The mechanism of action is this is a morpholino antisense oligonucleotide that attaches to a certain region of the messenger RNA in the dystrophin gene and allows the transcription of some dystrophin protein. You are basically skipping the missing portion of the gene to allow for transcription of some dystrophin. Rather than producing zero dystrophin, with this medication there is partial production of dystrophin protein. This particular drug is given once a week through an IV intravenous infusion, usually at the beginning when the medication is initiated in a patient. the first infusions are given in an infusion center in the hospital as an outpatient, and then once it’s established that a patient is tolerating the medication well and generally this is the medication that has quite a safe adverse-effect profile, then many patients receive the infusion weekly at home with just a nurse coming to the home.
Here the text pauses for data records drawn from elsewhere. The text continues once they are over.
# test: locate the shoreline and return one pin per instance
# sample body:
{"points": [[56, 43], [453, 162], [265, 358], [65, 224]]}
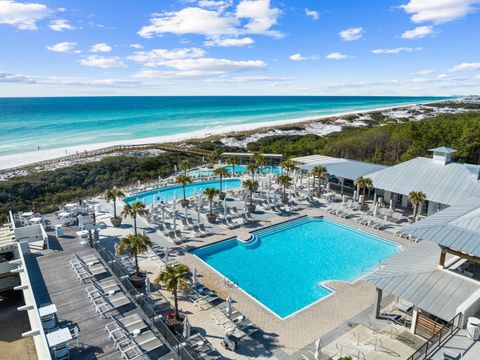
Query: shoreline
{"points": [[27, 158]]}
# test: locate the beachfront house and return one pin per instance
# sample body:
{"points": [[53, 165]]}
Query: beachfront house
{"points": [[437, 281], [443, 181]]}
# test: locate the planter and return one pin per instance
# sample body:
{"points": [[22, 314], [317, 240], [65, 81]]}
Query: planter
{"points": [[138, 281], [116, 221]]}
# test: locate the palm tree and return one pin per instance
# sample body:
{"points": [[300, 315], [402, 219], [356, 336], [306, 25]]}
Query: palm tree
{"points": [[136, 209], [210, 194], [288, 165], [174, 278], [185, 165], [221, 172], [319, 172], [284, 181], [112, 195], [232, 161], [184, 180], [135, 244], [251, 186], [252, 169], [416, 198]]}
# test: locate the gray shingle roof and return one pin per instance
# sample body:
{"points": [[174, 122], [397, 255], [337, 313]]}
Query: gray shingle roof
{"points": [[442, 183], [341, 168], [457, 227], [413, 276]]}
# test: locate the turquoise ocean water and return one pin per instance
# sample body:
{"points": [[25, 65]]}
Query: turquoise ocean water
{"points": [[27, 123]]}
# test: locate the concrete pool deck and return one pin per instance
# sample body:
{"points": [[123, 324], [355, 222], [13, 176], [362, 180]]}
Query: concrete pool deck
{"points": [[282, 339]]}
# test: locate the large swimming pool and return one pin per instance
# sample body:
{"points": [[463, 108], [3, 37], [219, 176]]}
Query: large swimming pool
{"points": [[167, 194], [285, 265], [239, 169]]}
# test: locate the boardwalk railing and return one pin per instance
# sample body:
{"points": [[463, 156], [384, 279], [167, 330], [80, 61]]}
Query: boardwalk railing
{"points": [[112, 149], [143, 300], [439, 337]]}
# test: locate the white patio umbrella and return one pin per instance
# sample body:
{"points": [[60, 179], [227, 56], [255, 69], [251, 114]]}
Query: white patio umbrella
{"points": [[317, 352], [186, 328], [147, 285], [228, 310], [194, 276]]}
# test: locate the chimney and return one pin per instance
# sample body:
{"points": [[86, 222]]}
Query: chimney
{"points": [[442, 155]]}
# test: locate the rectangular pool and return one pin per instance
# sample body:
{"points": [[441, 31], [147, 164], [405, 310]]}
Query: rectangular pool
{"points": [[284, 266]]}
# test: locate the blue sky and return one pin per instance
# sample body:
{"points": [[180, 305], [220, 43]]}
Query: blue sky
{"points": [[239, 47]]}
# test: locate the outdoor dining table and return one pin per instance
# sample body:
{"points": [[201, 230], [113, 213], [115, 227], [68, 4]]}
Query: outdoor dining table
{"points": [[47, 310], [59, 337]]}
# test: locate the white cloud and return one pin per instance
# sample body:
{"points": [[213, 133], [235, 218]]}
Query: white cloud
{"points": [[228, 42], [103, 62], [300, 57], [245, 79], [418, 33], [23, 16], [249, 17], [351, 34], [336, 56], [59, 81], [62, 47], [425, 72], [202, 67], [395, 50], [439, 11], [100, 47], [315, 15], [60, 25], [465, 67], [157, 57]]}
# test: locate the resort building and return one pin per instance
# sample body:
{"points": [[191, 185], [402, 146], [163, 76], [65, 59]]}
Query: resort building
{"points": [[443, 181], [343, 172]]}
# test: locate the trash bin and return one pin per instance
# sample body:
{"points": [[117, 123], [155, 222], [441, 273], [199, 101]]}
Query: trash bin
{"points": [[473, 328], [58, 230]]}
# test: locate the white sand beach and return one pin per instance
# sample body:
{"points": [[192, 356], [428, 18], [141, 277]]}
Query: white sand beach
{"points": [[23, 159]]}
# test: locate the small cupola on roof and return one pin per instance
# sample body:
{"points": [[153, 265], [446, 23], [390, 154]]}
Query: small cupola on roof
{"points": [[442, 155]]}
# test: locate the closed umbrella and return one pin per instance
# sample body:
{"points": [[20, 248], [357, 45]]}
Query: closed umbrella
{"points": [[229, 306], [194, 276], [317, 353], [147, 285], [186, 328]]}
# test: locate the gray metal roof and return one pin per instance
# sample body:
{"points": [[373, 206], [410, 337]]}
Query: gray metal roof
{"points": [[442, 183], [341, 168], [412, 275], [456, 227]]}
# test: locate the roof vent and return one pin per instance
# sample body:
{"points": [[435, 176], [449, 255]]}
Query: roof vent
{"points": [[442, 155]]}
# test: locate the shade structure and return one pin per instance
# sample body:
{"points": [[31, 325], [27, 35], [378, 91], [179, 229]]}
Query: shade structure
{"points": [[186, 328], [228, 310]]}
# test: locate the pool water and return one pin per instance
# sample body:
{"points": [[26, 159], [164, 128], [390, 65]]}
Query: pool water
{"points": [[167, 194], [284, 266], [239, 169]]}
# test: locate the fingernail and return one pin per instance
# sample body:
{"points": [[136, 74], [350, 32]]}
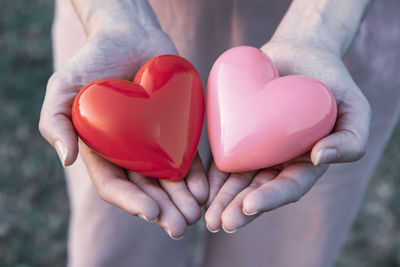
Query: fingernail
{"points": [[213, 231], [249, 214], [144, 218], [174, 238], [326, 155], [227, 231], [61, 151]]}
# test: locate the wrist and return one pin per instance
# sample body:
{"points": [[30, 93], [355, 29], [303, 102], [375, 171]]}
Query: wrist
{"points": [[322, 24], [127, 16]]}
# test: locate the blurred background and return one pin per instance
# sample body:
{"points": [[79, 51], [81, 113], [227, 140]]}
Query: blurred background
{"points": [[33, 200]]}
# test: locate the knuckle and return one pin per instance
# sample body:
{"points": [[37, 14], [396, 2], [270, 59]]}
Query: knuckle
{"points": [[295, 190]]}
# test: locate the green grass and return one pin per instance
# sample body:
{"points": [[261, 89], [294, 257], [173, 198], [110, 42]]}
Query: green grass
{"points": [[33, 200]]}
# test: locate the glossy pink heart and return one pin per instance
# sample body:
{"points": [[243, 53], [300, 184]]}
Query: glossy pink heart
{"points": [[256, 119]]}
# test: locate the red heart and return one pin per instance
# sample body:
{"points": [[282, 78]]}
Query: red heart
{"points": [[151, 125]]}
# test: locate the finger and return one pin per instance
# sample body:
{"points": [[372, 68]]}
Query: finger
{"points": [[55, 119], [183, 199], [216, 179], [233, 185], [196, 181], [170, 217], [289, 186], [113, 186], [233, 216], [349, 140]]}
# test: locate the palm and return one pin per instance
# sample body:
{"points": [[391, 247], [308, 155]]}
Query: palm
{"points": [[237, 198]]}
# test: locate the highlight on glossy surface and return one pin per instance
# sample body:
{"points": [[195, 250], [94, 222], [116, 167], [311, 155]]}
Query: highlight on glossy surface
{"points": [[152, 125], [256, 119]]}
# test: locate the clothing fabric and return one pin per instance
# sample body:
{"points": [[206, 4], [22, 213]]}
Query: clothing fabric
{"points": [[307, 233]]}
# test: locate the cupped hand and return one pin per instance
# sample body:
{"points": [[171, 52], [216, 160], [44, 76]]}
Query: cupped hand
{"points": [[235, 199], [117, 54]]}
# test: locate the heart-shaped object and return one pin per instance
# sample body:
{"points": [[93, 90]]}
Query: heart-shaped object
{"points": [[151, 125], [256, 119]]}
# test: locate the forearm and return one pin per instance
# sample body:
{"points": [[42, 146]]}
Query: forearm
{"points": [[322, 23], [98, 14]]}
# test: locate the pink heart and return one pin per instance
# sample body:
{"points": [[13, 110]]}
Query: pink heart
{"points": [[256, 119]]}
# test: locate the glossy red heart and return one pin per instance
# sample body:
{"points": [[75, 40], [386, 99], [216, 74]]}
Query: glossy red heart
{"points": [[151, 125]]}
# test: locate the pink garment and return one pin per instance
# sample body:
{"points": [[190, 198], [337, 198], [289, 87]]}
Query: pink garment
{"points": [[307, 233]]}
Amy D. Harper, MD: With each new diagnosis of Duchenne, the first step is always to understand the genetics because that is really going to pinpoint the best genetically based therapy for that patient. With eteplirsen, this medication is going to skip exon 51 and essentially is going to take that piece out, so you can take an out-of-frame mutation and transfer it to an in-frame mutation. Making it a milder disease is the idea. But you must have the right genetics, so it must benefit that child to remove that particular gene. If your gene changes such that it won’t make a difference, then this is not the medication for that particular child. Sometimes there is a duplication in the DMD gene, and this would not be the appropriate therapy for duplication. If your deletion was in the wrong area, then it’s not going to be a benefit to you to skip exon 51. What they were able to show, in terms of efficacy, is that there was 2.8-fold increase in the dystrophin. Typical adverse events in the studies included headaches, abdominal pain, nausea, and vomiting—those are the most common adverse effects in that category of medications.
Golodirsen is an exon 53 skipping treatment, so you have to have a mutation that is amenable to exon 53 skipping. If you take that 1 out, does it take the reading frame into end frame? Knowing the genetics ahead of time is important with that. Golodirsen did get FDA approval through an accelerated process, and I think we’ll continue to see medications of this type get accelerated approval just because they have gone through rigorous trials and are beginning to show more benefit.
Crystal Proud, MD: Golodirsen has recently achieved FDA approval, and this is a unique medication because it really is geared toward a specific DNA change. We were talking previously about the puzzle pieces that make up the dystrophin gene. Many of our patients have missing puzzle pieces that lead to a disruption of that reading frame when that protein is trying to be created in the transcription translational process. Golodirsen is geared to helping to facilitate correction of that reading frame by allowing what’s called exon skipping. In particular, allowing exon skipping for what we consider to be a 53 skippable DNA change. This is allowing for exon skipping 53, leading to an improvement in that reading frame to create dystrophin protein. In the clinical trials it was demonstrated to lead to a clinically significant improvement in the dystrophin production, as was examined by muscle biopsies. This allowed for the FDA approval of that medication. It is an intravenous medication administered on a weekly basis to patients who are amenable to exon 53 skipping.